WASHINGTON, D.C. - Members of New York’s Congressional delegation, led by 2020 presidential hopeful Sen. Kirsten Gillibrand, began scrambling Monday to prevent funding for a program aiding 9/11 first responders and survivors from running out.

Last week, the Justice Department announced money in the September 11th Victims Compensation Fund is running out and cuts could be made to keep the program afloat.

Former New York City firefighter LeRoy McGinnis remembers the Sept. 11th attacks vividly.

“The devastation of the buildings, the dust was everywhere,” said McGinnis, now the vice president of the firefighter’s union IAFF Local 94. “The smells, the noise… it was incredible.”

But that dust and debris he’s talking about also stemmed from the weeks-long recovery efforts. The effects have followed him and thousands of first responders now for years. They rely fund, which acts as a benevolent fund to help first responders and victims.

“If a member is in the hospital or is seeking treatment, there (are) travel costs or there might be overnight hotel stays,” he said of the expenses.
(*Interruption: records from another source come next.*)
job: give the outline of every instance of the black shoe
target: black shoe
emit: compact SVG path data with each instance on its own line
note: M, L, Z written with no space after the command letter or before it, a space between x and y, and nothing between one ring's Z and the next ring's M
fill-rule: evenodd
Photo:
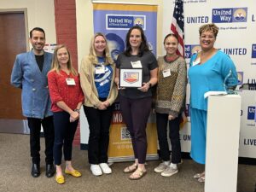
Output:
M32 170L31 170L31 175L33 177L38 177L40 175L40 166L39 164L32 164Z
M46 164L45 175L47 177L52 177L55 173L55 168L53 164Z

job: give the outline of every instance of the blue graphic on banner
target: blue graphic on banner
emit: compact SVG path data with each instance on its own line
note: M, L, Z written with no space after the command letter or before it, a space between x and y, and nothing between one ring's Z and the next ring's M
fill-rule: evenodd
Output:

Approximately 45,000 first responders and survivors live with 9/11-related medical conditions, Gillibrand said. More than 10,000 of those victims are now battling rare, 9/11-related cancers, and that number is growing, which means more people are drawing on the fund.

According to the World Trade Center Health Program, the health care component of the original 2011 law that created the Fund, more than 74,000 first responders have enrolled in the WTC Health Program as of Dec. 2018; nearly 19,000 victims have done the same.

But that $7.3 billion fund is running low on money, and massive cuts could be made to keep the program solvent through 2020, officials overseeing the fund announced last week. Right now, $5 billion of the funding has been spent ahead of next year’s deadline.

Comedian and longtime 9/11 victims activist Jon Stewart stood alongside Gillibrand during the announcement to formally fund the program through 2090. Joining them was her fellow New York Senator Chuck Schumer, co-sponsor Cory Gardner (R-Colo.) and a slew of House members.

“We must not force our 9/11 heroes to go through the same exhausting process again,” Gillibrand said.

“This is a moral obligation,” Schumer added.”

The proposal would maintain the 2015 provision that extends the fund through 2090. However,  the political fight is likely to come around to funding once again because, this time, there is no cap on how much money the victims would receive.

To paint the picture of what’s needed, Stewart offered a comedic call-to-action to Congress.

“This program already exists,” Stewart reminded the packed conference room and large group of television cameras. “It’s like a Starbucks gift card, we’re just looking to get a little more money on it.”